Here’s the famous clock and a porter’s trolley, both on the platform island between the tracks which has now been restored and turned into a kind of Brief Encounter time-capsule. Luckily it’s not too much a theme-park, more an idiosyncratic little museum devoted to that era, the film and to the railways of the time. Nostalgia kicks in, particularly in the café where even the signage is true to the era.

Further north we wandered through the hills and dales of the southern Lake District, avoiding the lakes which magnetise the hordes. A friend’s birthday party was the excuse, and it led us to stay at a charming farm bed-and- breakfast, typically English, all chintz, knick-knacks and frills and of course the full English breakfast. Completely hidden at the top of a hill, it’s a perfect retreat for walkers and sheep-lovers, maybe not for anyone averse to pigs. honk honk. Crook Hall Farm is the name – – and it’s very reasonable.



Before this escapade the Hay Festival had drawn us to the wet Welsh valleys, stunningly green and soggily welcoming. First evening, through dramatic rains and wind, we trekked to the battered tent at the main festival site where the Tuareg band Tinariwen eventually hit the stage. Great stuff, even better as the set advanced, though their Saharan headgear (designed as protection from sandstorms) looked marginally out of place on this damp, windswept night. The bucolic garden below is an example of the damply scenic surroundings, in this case outside our bedroom window.

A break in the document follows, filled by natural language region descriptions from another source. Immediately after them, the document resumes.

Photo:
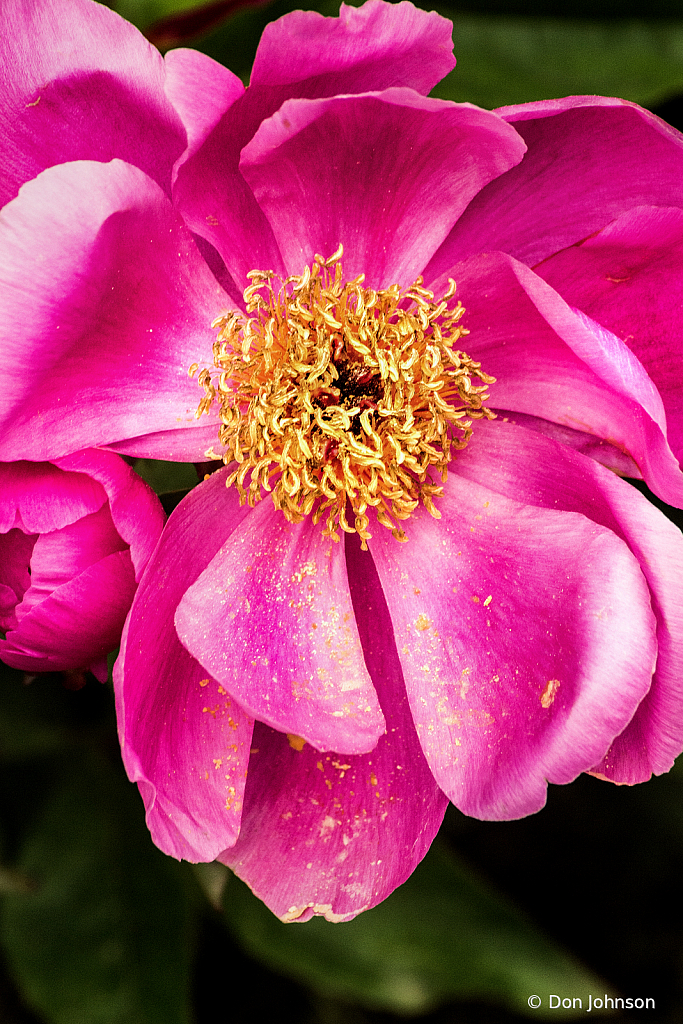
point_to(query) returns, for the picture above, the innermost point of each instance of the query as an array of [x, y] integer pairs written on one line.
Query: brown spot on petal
[[548, 695]]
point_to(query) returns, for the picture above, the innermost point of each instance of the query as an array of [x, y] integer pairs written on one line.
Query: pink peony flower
[[530, 627], [75, 536]]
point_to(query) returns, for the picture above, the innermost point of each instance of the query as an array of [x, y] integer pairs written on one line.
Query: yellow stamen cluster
[[347, 395]]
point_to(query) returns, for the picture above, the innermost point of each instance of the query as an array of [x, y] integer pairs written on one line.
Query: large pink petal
[[539, 472], [63, 554], [334, 835], [38, 498], [271, 619], [15, 549], [201, 91], [183, 740], [78, 624], [303, 54], [136, 512], [77, 82], [375, 46], [589, 160], [387, 174], [526, 641], [104, 303], [552, 361], [628, 278]]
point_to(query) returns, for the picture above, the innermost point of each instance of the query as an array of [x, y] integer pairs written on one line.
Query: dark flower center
[[332, 395]]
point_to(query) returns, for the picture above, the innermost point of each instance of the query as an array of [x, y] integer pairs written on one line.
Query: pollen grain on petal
[[339, 399]]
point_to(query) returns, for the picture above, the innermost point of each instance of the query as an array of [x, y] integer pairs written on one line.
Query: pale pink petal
[[135, 510], [201, 90], [375, 46], [15, 549], [303, 54], [554, 363], [537, 471], [104, 303], [77, 82], [589, 160], [628, 278], [38, 498], [65, 554], [333, 835], [526, 641], [271, 619], [183, 740], [78, 624], [387, 174], [595, 448]]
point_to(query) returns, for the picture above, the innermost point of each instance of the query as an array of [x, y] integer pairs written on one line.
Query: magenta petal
[[302, 54], [540, 472], [334, 835], [589, 160], [552, 361], [628, 278], [136, 512], [386, 174], [526, 641], [183, 740], [63, 554], [38, 498], [201, 91], [104, 303], [375, 46], [77, 82], [15, 550], [271, 619], [78, 624]]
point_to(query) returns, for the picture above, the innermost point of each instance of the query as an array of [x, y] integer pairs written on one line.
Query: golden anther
[[333, 395]]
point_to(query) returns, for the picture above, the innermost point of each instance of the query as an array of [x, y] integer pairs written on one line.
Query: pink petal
[[387, 174], [537, 471], [334, 835], [104, 304], [38, 498], [183, 444], [377, 46], [526, 641], [63, 554], [271, 619], [201, 90], [595, 448], [554, 363], [136, 512], [589, 160], [183, 740], [15, 550], [77, 82], [78, 624], [628, 278]]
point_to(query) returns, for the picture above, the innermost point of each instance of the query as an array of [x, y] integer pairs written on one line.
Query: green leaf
[[33, 718], [143, 12], [515, 59], [103, 938], [443, 935], [165, 477]]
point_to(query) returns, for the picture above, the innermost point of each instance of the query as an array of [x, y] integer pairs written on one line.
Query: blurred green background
[[96, 927]]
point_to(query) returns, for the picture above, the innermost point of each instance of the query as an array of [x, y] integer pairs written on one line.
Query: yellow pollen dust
[[333, 396]]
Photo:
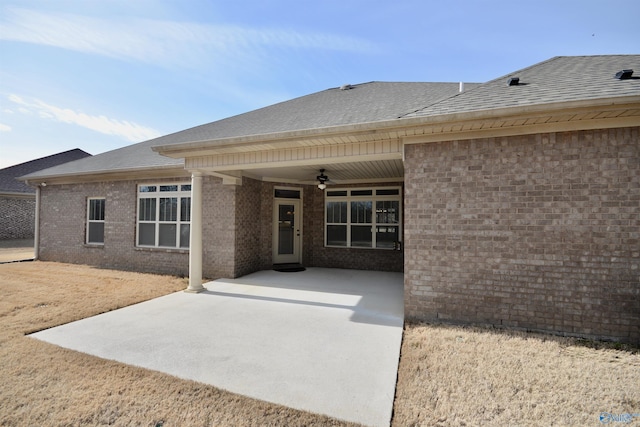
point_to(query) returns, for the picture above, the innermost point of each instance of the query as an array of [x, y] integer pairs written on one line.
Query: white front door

Without entering into fest detail, I’ll mention a particularly brilliant talk I attended by Ashraf Ghani and Clare Lockhardt, co-authors of Fixing Failed States. This book, just published by OUP, looks into how to redesign the mechanisms for aiding ‘failed’ states such as Afghanistant (Ghani was the Finance Minister there a few years ago). Their models for success are countries like Singapore, Ireland and Spain, all of which took 15 – 20 years to haul themselves out of real backwardness. But here we’re talking about countries much further down the ladder.
The authors underline the fact that 40 – 60 states qualify for the sad label of ‘failed’, and one billion people are involved. With institutions such as the UN designed for post-Second World War conditions, it is high time their structures were updated. Huge amounts of aid money are whittled away before they reach the people on the ground, often as much as 65%. There is no accountability and far too many intermediaries, whether over-priced contractors or inefficient NGOs. Ghani and Lockhardt’s argument is totally compelling. In their view, local people should decide what they need, and NGOs should only provide help with logistics – nothing more. Let’s hope their words are heard where it matters.

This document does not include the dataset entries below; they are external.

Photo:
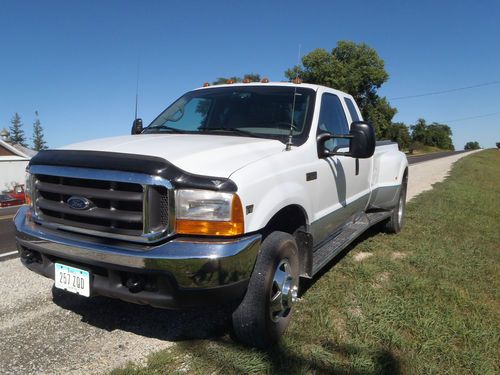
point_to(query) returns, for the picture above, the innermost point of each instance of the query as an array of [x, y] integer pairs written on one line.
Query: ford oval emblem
[[79, 203]]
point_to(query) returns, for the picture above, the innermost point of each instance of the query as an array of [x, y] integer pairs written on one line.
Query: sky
[[77, 62]]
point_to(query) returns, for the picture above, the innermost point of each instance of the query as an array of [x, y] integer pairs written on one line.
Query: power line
[[472, 117], [446, 91]]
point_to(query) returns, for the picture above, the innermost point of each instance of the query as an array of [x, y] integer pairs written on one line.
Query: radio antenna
[[296, 81], [136, 91]]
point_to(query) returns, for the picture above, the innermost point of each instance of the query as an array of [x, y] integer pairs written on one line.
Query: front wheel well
[[292, 219], [289, 219]]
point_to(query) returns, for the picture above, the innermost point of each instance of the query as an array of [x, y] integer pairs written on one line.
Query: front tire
[[264, 314]]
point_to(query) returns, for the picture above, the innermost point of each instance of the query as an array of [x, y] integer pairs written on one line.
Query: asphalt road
[[47, 331], [7, 240], [436, 155]]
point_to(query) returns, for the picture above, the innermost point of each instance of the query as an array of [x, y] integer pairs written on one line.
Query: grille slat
[[97, 213], [89, 192], [129, 207]]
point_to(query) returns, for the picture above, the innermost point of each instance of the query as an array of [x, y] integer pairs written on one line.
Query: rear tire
[[397, 218], [264, 314]]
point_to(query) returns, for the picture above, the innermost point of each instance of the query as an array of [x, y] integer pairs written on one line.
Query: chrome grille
[[122, 205]]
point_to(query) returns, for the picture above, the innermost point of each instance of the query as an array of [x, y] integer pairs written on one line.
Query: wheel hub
[[283, 291]]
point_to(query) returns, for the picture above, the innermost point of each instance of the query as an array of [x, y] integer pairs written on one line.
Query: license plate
[[72, 279]]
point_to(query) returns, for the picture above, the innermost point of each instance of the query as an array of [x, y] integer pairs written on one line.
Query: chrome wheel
[[283, 292]]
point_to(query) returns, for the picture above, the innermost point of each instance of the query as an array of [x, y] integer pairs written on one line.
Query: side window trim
[[342, 107], [351, 109]]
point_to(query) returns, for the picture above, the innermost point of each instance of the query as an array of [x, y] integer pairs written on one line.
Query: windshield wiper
[[161, 127], [244, 133]]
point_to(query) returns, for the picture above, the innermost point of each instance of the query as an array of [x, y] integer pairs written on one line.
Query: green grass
[[425, 302]]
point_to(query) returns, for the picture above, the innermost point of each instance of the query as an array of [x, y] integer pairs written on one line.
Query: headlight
[[204, 212], [28, 188]]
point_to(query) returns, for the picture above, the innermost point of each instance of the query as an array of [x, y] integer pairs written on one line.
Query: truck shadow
[[203, 327], [172, 325], [210, 322], [305, 284], [281, 360]]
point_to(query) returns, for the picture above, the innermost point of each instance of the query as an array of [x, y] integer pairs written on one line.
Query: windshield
[[255, 111]]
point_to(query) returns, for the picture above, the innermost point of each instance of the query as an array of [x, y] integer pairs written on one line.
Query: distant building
[[13, 162]]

After that I stupidly found myself at Cherie Blair‘s talk. What a contrast. Here was a cocky woman with nothing new to say, fresh from her hairdresser’s artistry, making banal generalisations about women’s status “across the world”. How sweeping. All I can say is thank god she’s out of the Downing Street nest. Such total self-belief is dangerous, as we saw with her husband’s decision re Iraq. She’d never be in front of an audience of 900 spouting platitudes without him.